Ariadne extracts these semantic element types:

| Role | HTML Elements | Description | | ---------------------------------- | ----------------------------------- | ------------------- | | form | <form> | Form containers | | input, email, password, etc. | <input> | Form inputs by type | | button | <button>, <input type="submit"> | Interactive buttons | | link | <a href="..."> | Navigation links | | heading | <h1> - <h6> | Page headings | | table, table_row, table_cell | <table>, <tr>, <td> | Tabular data |

🏷️ Label Resolution

Ariadne uses a sophisticated 5-priority system to resolve element labels:

<label for="..."> elements - Explicit form labels
aria-labelledby - References to other elements
aria-label - Direct ARIA labels
placeholder - Input placeholder text
Proximity heuristic - Smart text detection from nearby elements

📈 Output Format

Ariadne produces clean, semantic JSON that's perfect for LLM consumption:

{
  "schemaVersion": "1.0",
  "meta": {
    "url": "https://example.com/contact",
    "timestamp": 1720262400000,
    "dynamicContent": false
  },
  "elements": [
    {
      "id": "2Hx9K3m",
      "role": "form",
      "label": "Contact Form",
      "selector": "#contact-form",
      "parentId": null,
      "children": ["7Nm4Qw8", "9Pr5Tx1"]
    },
    {
      "id": "7Nm4Qw8",
      "role": "input",
      "label": "Email Address",
      "selector": "#email",
      "parentId": "2Hx9K3m",
      "state": {
        "value": "",
        "disabled": false
      }
    }
  ],
  "partial": false
}

🎯 Use Cases

LLM Web Automation: Provide clean semantic context to AI agents
Browser Extensions: Extract page structure for intelligent automation
Testing Frameworks: Generate stable selectors for automated testing
Accessibility Tools: Extract semantic structure for auditing
Content Analysis: Understand page structure and interactive elements
AI Assistants: Enable AI to understand and interact with web pages

🤖 Working with LLMs

Ariadne's output is designed to be easily understood by LLMs.

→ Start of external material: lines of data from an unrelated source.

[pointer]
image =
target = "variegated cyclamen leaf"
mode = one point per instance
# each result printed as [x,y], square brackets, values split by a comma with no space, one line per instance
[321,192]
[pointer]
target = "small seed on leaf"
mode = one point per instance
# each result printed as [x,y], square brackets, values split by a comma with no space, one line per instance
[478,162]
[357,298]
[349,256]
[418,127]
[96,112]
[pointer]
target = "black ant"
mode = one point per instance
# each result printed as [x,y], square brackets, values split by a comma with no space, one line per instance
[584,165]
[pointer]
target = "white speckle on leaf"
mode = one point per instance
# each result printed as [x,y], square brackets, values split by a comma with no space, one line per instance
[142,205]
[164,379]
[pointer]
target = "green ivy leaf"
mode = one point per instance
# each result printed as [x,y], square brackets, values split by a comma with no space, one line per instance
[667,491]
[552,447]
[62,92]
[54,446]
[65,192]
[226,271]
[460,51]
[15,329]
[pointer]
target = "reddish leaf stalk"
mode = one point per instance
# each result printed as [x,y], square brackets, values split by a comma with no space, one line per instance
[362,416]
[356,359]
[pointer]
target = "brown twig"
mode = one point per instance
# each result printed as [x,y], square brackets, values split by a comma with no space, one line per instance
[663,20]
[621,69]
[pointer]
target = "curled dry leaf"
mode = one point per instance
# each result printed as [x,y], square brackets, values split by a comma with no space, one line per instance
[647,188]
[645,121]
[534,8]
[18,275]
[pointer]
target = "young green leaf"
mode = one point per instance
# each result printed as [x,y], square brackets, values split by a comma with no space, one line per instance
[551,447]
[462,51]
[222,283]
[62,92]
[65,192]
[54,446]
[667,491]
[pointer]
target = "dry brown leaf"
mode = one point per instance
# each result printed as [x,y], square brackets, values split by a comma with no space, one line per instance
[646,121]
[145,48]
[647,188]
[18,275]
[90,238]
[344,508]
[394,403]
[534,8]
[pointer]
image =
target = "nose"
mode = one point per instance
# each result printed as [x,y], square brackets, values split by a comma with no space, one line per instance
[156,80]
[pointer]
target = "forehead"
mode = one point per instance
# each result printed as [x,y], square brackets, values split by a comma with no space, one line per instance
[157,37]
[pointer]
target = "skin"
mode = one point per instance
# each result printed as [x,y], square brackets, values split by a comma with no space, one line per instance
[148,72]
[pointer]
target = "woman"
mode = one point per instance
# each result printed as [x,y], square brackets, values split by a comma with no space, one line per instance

Here are example prompts to help LLMs work with the semantic map:

Navigation & Element Finding

Given this Ariadne semantic map, help me:
- Find the login form (look for role: "form" with login-related labels)
- Locate all email input fields (role: "email")
- Identify the main navigation links (role: "link" with navigation context)
- Find the submit button for the contact form (role: "button" with parentId matching the form)

Form Interaction

Using the Ariadne map provided:
1. List all forms on the page with their labels
2. For the form with ID "2Hx9K3m", describe all its input fields
3. What information does this form collect?
4. Are there any required fields? (Check the element states)
5. Generate the steps to fill out this form

Page Analysis

Analyze this Ariadne semantic map and tell me:
- What is the main purpose of this page?
- How many interactive elements are there?
- What actions can a user take on this page?
- Are there any disabled elements that might indicate locked features?
- Describe the page hierarchy based on parent-child relationships

Automation Scripting

Based on this Ariadne map, generate automation code to:
1. Fill in the form with ID "[form-id]" with test data
2. The email field should be "[email protected]"
3. Check the checkbox for terms acceptance
4. Click the submit button
5. Use the selectors provided in the map for each element

Accessibility Review

Review this Ariadne map for accessibility:
- Which elements are missing labels?
- Are all form inputs properly labeled?
- Do all interactive elements have descriptive text?
- Flag any elements that might be problematic for screen readers

Object Format Usage (when elementsAsObject: true)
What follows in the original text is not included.